Я подросла и сама стала читать книжки, но по-прежнему любила слушать, как читает тётя Элли. Я обожала все её греческие истории, особенно про Одиссея, про Троянскую войну, про его десятилетнее плавание на Итаку после осады Трои. Когда мне было десять или одиннадцать, я уже наизусть помнила названия всех островов, где побывал Одиссей по пути домой, все его приключения и всех греческих богов, которые с азартом портили ему жизнь. Ох уж эти переменчивые боги! До всего-то им есть дело. Всё-то они так вывернут, что жизнь мёдом не покажется.
Из богов мне больше всех нравился Протей, сын Посейдона. Потому что он мог менять внешность – превращаться в кого или во что угодно. Меня это прямо-таки завораживало. А ещё меня завораживали всякие одноглазые и многоголовые чудища, с которыми приходилось сражаться доблестному Одиссею, пока он добирался домой. Тётя рассказывала мне о богах, и мало-помалу я узнала о них всё: об их коварных замыслах и о том, как вероломно они играли судьбами греков и троянцев. Выяснилось, что цари и царицы, их сыновья и дочери, мои великие герои и героини – всего-навсего марионетки в руках этих лукавых богов. В общем, любить богов было решительно не за что, вот разве что Протей составлял исключение.
И чем больше я слушала тётиных рассказов об этих древнегреческих делах, о богах и героях, тем приятнее мне делалось от мысли, что я гречанка. Каждый раз, когда приезжала тётя Элли, я запоминала какие-то новые греческие слова и получала новые книжки – в основном про Одиссея и Итаку. Тётя выучила меня греческому алфавиту, как читать и произносить все буквы. Она выучила меня моим первым греческим словам: калимера – «доброе утро», эфхаристо – «спасибо», Эллада – Греция, авдио сас – «до свидания», калинихта – «спокойной ночи». Эти слова я снова и снова повторяла вечером в кровати, глядя на светящийся глобус и фантазируя о том, как вырасту и поеду в Грецию.

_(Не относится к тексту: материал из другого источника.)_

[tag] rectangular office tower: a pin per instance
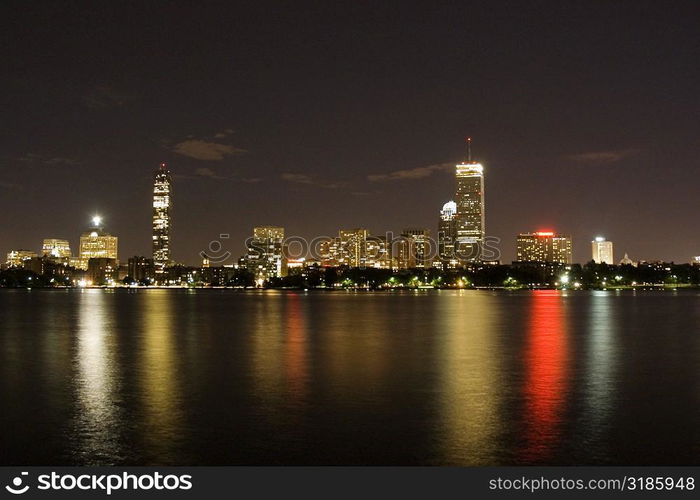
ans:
(602, 251)
(162, 217)
(265, 257)
(544, 246)
(469, 219)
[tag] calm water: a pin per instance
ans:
(440, 377)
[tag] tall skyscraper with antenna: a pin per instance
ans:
(470, 216)
(162, 217)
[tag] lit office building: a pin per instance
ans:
(470, 216)
(162, 217)
(102, 271)
(56, 248)
(16, 258)
(353, 246)
(96, 244)
(141, 269)
(265, 257)
(447, 234)
(378, 253)
(602, 251)
(544, 246)
(414, 248)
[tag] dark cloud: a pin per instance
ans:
(200, 149)
(106, 96)
(603, 156)
(411, 173)
(48, 160)
(310, 181)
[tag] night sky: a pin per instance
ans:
(333, 115)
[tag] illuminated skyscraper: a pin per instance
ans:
(602, 251)
(447, 234)
(162, 213)
(97, 244)
(353, 246)
(265, 257)
(414, 248)
(544, 246)
(16, 258)
(470, 216)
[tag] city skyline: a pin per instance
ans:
(469, 187)
(331, 123)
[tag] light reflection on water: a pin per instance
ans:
(444, 377)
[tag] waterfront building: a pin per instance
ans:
(162, 217)
(544, 246)
(141, 269)
(447, 235)
(353, 247)
(602, 251)
(57, 248)
(16, 258)
(97, 244)
(102, 271)
(626, 261)
(378, 252)
(415, 249)
(265, 256)
(470, 215)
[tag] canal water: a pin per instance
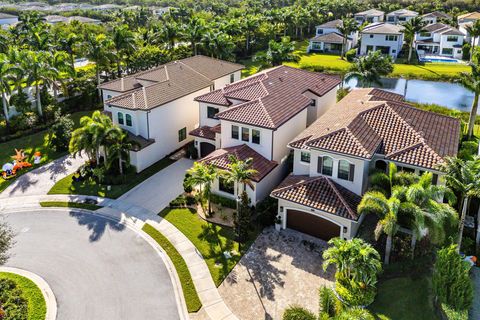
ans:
(451, 95)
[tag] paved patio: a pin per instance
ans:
(279, 270)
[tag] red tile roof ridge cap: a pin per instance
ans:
(340, 197)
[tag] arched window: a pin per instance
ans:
(128, 119)
(120, 118)
(346, 170)
(325, 165)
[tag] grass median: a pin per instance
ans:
(189, 292)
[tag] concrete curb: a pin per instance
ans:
(51, 302)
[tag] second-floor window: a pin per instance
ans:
(235, 132)
(255, 136)
(325, 166)
(245, 134)
(346, 170)
(120, 118)
(211, 112)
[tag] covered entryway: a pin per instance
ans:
(206, 148)
(312, 225)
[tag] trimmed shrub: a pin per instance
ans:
(298, 313)
(451, 280)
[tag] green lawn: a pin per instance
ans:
(404, 299)
(37, 307)
(30, 144)
(189, 292)
(64, 204)
(334, 64)
(91, 188)
(210, 239)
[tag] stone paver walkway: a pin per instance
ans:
(279, 270)
(156, 192)
(134, 215)
(39, 181)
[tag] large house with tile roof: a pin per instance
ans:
(366, 130)
(256, 118)
(157, 106)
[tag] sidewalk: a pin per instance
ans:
(39, 181)
(213, 305)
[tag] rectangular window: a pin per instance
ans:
(182, 134)
(305, 157)
(346, 170)
(255, 136)
(120, 118)
(211, 112)
(245, 134)
(225, 186)
(235, 132)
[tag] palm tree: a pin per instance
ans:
(346, 28)
(410, 29)
(371, 67)
(463, 177)
(471, 81)
(239, 172)
(474, 31)
(387, 211)
(203, 175)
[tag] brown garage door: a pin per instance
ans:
(312, 225)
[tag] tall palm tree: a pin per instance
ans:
(463, 177)
(240, 173)
(471, 81)
(346, 28)
(387, 210)
(203, 175)
(474, 31)
(410, 29)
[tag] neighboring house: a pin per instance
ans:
(385, 37)
(440, 39)
(256, 118)
(366, 130)
(369, 16)
(7, 20)
(54, 19)
(329, 39)
(157, 106)
(400, 16)
(435, 17)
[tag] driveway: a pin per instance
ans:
(156, 192)
(279, 270)
(39, 181)
(97, 268)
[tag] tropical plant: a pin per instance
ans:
(451, 279)
(463, 177)
(371, 67)
(410, 29)
(346, 28)
(471, 81)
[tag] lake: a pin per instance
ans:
(450, 95)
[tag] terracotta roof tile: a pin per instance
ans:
(362, 124)
(319, 193)
(220, 159)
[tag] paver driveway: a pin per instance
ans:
(97, 268)
(279, 269)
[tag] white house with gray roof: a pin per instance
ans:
(440, 39)
(385, 37)
(157, 106)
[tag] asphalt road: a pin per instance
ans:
(97, 269)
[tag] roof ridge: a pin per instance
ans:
(340, 197)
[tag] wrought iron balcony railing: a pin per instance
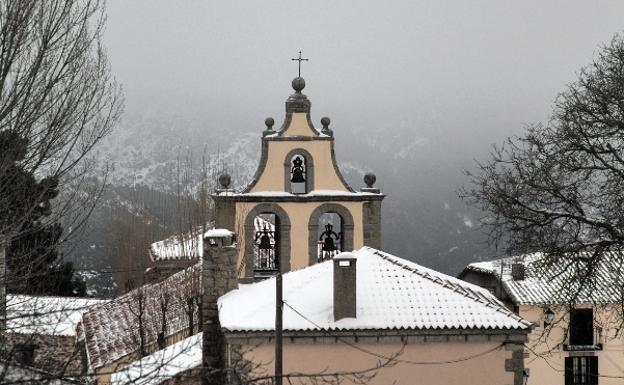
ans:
(578, 343)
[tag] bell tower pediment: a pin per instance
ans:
(308, 211)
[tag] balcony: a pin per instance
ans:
(576, 341)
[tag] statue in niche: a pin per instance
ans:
(297, 171)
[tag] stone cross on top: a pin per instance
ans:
(299, 60)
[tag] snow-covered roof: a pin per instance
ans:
(27, 314)
(392, 293)
(313, 193)
(162, 365)
(190, 246)
(549, 283)
(13, 373)
(183, 246)
(112, 330)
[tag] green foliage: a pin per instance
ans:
(33, 263)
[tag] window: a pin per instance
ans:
(581, 370)
(581, 327)
(25, 353)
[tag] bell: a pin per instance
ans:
(265, 241)
(328, 244)
(297, 171)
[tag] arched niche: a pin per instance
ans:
(346, 220)
(308, 164)
(282, 232)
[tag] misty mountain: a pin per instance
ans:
(150, 159)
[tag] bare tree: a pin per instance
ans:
(559, 189)
(56, 90)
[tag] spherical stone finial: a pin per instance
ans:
(224, 181)
(370, 179)
(325, 122)
(298, 84)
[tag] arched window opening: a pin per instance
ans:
(330, 236)
(298, 174)
(266, 244)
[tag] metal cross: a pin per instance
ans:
(299, 60)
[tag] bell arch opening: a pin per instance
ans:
(330, 236)
(266, 244)
(298, 172)
(330, 232)
(267, 241)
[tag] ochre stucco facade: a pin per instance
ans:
(546, 356)
(297, 213)
(443, 360)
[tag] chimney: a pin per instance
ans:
(345, 283)
(517, 271)
(218, 278)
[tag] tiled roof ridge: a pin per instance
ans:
(30, 296)
(461, 289)
(124, 301)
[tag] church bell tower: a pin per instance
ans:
(298, 209)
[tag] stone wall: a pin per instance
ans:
(53, 354)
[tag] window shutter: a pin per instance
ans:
(569, 375)
(593, 370)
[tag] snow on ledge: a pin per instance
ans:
(218, 233)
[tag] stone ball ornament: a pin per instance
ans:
(225, 180)
(370, 179)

Тётя Элли неустанно твердила – даже, пожалуй, чересчур неустанно, но я не возражала:
– Твоя семья, семья твоего отца, родом с Итаки. Одиссей родом с Итаки. Помни об этом, Нанди, всегда помни. Однажды ты должна приехать на Итаку. У нас есть летучие рыбы и дельфины. О, ну и мои пчёлы, конечно. Без них мне до вас было бы не добраться. Я продаю мёд всему острову, а деньги складываю пчёлке в кошёлку. Так и копится на билет до Австралии. Кроме вас, у меня никого нет, ты же знаешь. Потратиться мне не жалко, Нанди, всё с лихвой окупается. Я ведь вижусь с тобой.

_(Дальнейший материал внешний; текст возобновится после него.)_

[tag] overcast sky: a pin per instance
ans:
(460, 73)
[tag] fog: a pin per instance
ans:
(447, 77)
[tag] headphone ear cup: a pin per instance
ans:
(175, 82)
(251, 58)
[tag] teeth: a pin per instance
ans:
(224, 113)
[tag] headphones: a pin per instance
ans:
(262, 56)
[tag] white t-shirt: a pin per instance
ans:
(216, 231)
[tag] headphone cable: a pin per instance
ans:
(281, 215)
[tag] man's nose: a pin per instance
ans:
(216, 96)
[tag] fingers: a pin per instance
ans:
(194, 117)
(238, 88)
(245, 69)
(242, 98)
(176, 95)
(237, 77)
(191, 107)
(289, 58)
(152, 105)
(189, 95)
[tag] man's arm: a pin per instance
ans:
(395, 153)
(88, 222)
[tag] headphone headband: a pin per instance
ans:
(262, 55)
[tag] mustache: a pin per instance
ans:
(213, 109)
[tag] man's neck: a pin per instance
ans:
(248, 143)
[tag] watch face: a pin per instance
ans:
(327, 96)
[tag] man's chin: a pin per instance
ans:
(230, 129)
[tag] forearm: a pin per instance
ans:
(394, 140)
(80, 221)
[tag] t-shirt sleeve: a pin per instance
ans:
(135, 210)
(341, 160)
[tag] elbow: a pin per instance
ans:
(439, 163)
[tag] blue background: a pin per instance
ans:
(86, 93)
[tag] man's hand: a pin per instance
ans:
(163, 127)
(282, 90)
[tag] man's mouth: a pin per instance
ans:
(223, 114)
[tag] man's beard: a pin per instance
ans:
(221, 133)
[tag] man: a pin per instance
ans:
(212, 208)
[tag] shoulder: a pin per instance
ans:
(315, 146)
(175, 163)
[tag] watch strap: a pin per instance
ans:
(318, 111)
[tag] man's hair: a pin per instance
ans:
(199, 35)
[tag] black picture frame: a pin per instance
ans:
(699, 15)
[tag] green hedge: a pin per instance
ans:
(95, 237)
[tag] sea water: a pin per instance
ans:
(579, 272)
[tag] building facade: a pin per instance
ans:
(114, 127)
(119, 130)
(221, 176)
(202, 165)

– У нас в Австралии тоже есть пчёлы, – как-то раз сообщила я в ответ. – И летучие рыбы, и дельфины.
– Ну конечно, Нанди, – согласилась тётя. – Я живу на острове, и ты живёшь на острове. Разве что Австралия чуть побольше Итаки. Но у вас точно так же море вокруг, правда? А где есть море, там есть летучие рыбы и дельфины. А где острова – там, слава богу, пчёлы, ведь что бы мы делали без пчёл? Но такого мёда, как у меня, нет на целом свете. От моего мёда я моложе и крепче.
Я, естественно, была в курсе, что пчёлы опыляют цветы и что для растений это дико важно. Но я почему-то никогда не думала об Австралии как об острове, пока тётя мне не сказала. И с тех пор Австралия для меня словно бы уменьшилась. Вот так тётины слова заставляли меня размышлять – и о мире, и о самой себе.

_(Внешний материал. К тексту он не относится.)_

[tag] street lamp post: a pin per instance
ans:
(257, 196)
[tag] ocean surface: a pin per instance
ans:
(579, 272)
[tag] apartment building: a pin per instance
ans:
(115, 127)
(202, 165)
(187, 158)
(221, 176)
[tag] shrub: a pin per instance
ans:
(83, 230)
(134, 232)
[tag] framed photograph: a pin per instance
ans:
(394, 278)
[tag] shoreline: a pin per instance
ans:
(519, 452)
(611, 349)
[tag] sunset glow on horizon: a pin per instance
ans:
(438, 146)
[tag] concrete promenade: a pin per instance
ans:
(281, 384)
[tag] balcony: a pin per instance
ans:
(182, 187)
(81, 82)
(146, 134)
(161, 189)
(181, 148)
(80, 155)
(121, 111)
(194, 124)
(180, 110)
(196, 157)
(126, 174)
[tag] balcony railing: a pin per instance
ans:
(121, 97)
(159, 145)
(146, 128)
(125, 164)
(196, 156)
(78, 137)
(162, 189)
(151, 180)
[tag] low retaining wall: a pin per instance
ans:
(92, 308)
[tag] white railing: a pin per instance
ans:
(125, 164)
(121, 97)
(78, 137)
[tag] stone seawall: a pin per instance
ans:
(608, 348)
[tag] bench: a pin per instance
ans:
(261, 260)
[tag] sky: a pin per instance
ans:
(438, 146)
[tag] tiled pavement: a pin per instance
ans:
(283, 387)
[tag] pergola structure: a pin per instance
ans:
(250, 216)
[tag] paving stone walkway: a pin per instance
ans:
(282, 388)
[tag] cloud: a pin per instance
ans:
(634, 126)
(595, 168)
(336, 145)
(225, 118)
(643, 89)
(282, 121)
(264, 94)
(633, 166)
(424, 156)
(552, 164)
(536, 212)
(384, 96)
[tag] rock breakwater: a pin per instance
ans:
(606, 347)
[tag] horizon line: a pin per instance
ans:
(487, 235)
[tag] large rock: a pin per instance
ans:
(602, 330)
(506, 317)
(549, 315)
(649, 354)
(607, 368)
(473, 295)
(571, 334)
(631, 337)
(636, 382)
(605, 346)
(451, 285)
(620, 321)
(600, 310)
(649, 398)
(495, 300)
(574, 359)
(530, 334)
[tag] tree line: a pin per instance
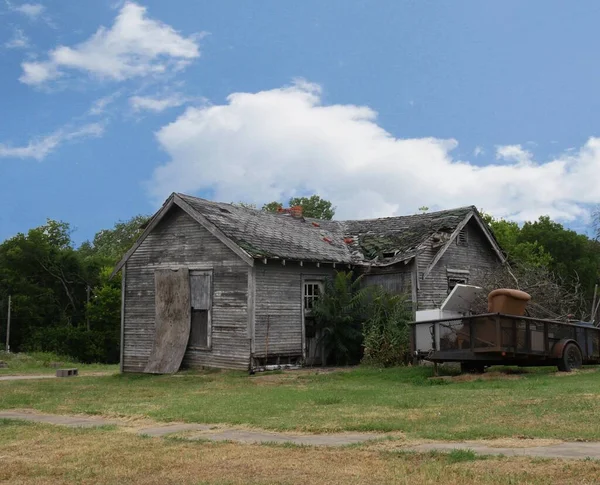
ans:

В Мельбурне живёт целая община выходцев из Греции. И мы очень гордимся тем, что мы греки. Правда, говорим мы как австралийцы, ну то есть по-английски. Как настоящая гречанка по-английски разговаривает только тётя Элли. Зато мы у себя дома, когда тёти не было, иногда старались ей подражать – вести себя как греки. К примеру, болели за греческую сборную на Олимпийских играх или на чемпионатах по футболу, даже если Греция играла с Австралией или Ирландией. Мама этого не одобряла. Хорошо, что футбол её не особо интересует.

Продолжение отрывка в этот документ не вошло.